A) In each cohort mutations from non-hypermutable brains have roughly the same distribution across genomes and similar predicted functional impacts by VEP. B) Counts of putative TF motifs disrupted by somatic mutations within enhancer-like elements from organoids (upper plots) or fetal brain (lower plots), showing that mutations significantly disrupt more putative TF binding sites in ASD vs controls. Each circle represents the number of TFs with x (count of mutations in ASD) and y coordinates (count of mutations in controls) of the circle. C) Somatic mutations in the ASD cohort predicted to lead to gain of binding sites for MEIS1, MEIS2, and MEIS3 in enhancer-like elements. The consensus motif is on top. Mutations on positive (+) or negative (−) strand are enumerated on the right with coordinates listed in Table S3. For each mutation, a reference base is show in small letter and the mutation base is noted by a capital letter above.
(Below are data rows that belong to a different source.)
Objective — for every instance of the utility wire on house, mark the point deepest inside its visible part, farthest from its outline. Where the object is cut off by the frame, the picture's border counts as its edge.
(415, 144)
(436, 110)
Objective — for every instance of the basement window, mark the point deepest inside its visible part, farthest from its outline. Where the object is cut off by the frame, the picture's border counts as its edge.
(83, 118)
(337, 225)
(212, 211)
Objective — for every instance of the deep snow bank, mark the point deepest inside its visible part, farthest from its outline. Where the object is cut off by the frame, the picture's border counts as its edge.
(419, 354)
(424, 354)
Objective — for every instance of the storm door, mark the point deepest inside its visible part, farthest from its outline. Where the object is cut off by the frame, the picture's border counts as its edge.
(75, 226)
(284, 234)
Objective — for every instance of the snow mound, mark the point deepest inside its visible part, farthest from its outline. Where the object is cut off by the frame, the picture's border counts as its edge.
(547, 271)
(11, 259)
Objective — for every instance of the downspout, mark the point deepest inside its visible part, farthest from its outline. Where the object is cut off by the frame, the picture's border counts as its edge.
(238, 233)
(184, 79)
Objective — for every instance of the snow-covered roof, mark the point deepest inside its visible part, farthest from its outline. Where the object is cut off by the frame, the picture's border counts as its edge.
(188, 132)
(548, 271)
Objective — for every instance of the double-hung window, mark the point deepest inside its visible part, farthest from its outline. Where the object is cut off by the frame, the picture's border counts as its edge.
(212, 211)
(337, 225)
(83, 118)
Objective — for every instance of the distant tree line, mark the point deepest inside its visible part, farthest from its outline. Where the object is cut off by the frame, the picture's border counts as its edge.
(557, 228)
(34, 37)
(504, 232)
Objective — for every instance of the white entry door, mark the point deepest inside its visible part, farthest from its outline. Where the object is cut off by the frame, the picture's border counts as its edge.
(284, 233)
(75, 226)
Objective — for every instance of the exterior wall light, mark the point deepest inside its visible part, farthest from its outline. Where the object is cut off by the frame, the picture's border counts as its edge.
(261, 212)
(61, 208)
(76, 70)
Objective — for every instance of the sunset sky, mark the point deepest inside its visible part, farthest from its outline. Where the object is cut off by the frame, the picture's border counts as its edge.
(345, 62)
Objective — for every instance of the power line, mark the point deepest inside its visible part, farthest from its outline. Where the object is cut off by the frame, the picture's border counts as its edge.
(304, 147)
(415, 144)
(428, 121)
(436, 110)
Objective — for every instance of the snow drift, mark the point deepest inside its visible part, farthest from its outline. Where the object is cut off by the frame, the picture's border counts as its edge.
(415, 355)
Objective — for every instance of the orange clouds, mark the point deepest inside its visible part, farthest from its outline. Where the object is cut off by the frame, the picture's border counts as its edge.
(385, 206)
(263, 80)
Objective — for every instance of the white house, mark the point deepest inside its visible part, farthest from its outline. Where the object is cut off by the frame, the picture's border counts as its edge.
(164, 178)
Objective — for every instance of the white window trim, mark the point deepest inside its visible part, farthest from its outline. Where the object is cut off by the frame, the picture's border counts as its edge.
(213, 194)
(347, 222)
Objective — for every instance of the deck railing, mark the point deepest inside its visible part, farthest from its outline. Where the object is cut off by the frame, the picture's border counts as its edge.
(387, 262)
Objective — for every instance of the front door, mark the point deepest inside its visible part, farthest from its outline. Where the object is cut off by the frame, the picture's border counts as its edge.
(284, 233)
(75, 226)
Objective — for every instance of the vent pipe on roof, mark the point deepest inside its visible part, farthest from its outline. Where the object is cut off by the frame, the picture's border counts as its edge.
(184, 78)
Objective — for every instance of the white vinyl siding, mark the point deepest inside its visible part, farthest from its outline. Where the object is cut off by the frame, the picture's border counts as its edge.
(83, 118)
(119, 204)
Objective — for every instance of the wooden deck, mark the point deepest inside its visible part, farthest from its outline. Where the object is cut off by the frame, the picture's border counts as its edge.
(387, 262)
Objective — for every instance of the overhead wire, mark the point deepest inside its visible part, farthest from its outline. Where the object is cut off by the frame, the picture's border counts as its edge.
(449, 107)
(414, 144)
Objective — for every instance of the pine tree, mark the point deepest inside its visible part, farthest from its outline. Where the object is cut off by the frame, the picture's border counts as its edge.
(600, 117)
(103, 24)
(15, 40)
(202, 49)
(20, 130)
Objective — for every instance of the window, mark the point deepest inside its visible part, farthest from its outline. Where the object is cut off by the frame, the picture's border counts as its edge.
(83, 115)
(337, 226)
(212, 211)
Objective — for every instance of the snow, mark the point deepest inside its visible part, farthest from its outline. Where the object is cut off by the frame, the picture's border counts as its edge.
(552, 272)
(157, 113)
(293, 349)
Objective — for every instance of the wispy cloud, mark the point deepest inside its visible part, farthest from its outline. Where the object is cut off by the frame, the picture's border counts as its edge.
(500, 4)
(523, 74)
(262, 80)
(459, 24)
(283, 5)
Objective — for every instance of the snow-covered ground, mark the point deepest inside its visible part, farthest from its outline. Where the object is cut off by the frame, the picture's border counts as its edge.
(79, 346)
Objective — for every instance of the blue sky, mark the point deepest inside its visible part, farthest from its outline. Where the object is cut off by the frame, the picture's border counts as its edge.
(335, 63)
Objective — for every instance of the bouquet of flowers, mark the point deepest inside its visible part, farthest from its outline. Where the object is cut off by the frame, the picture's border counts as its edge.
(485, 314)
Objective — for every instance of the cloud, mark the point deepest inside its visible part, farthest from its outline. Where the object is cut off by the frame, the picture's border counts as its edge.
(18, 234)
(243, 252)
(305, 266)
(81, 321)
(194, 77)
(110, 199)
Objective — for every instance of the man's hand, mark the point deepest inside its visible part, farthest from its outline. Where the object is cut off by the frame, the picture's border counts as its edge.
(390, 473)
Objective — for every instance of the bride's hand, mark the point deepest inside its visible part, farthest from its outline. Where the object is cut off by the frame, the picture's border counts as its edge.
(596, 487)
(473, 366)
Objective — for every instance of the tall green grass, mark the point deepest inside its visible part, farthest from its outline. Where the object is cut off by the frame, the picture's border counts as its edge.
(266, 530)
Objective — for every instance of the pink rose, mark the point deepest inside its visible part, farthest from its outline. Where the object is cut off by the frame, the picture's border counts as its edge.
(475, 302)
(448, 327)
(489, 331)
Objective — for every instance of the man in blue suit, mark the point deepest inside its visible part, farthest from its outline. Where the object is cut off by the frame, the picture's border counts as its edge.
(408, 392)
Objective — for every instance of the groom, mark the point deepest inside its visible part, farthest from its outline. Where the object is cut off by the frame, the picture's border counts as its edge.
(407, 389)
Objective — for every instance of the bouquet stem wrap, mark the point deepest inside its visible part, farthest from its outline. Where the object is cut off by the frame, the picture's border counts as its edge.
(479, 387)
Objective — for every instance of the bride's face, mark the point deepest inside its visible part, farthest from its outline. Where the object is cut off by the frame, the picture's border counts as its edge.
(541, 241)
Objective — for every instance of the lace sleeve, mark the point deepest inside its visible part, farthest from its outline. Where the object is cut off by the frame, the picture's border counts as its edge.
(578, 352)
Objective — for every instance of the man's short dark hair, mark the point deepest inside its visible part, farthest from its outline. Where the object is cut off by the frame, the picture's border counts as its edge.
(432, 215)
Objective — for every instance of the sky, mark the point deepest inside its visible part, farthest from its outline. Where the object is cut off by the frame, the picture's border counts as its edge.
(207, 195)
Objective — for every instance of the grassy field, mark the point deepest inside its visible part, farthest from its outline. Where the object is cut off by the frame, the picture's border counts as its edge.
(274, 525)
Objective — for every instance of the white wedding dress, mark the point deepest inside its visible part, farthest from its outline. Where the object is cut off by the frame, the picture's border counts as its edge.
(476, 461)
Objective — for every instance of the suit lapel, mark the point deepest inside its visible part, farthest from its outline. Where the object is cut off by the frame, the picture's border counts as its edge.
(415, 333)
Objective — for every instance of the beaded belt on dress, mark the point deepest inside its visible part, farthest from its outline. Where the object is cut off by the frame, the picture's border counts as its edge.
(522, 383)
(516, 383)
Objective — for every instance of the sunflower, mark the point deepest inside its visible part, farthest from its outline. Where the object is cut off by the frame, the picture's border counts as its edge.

Fig. 4.. Detection and validation of somatic large structural mutations.

A) Example of a duplication on chromosome 3 (chr3:113,067,261-113,233,476) identified in brain TS1 in eight cell fractions and two bulks: cortex and striatum. Red vertical lines outline the region of the duplication. The two merged plots combine data for bulk and fractions for cortex (left) and striatum (right) and present an increase in the read depth corresponding to the cell frequency of ~32% (top), split in BAF likelihood function (brighter color corresponds to higher values) matching to the same cell frequency (middle) and BAF for individual SNPs (bottom). SNPs in the accessible genome (P-bases) are in blue, other SNPs are in green. B) Amplicon-seq validation of the duplication. Bar plot shows the number of reads mapping to the junction of the duplication in the cortical region BA17 and caudate putamen of TS1 and in control sample. C) Summary of size and cell frequency of all structural mutations detected from all analyzed individuals.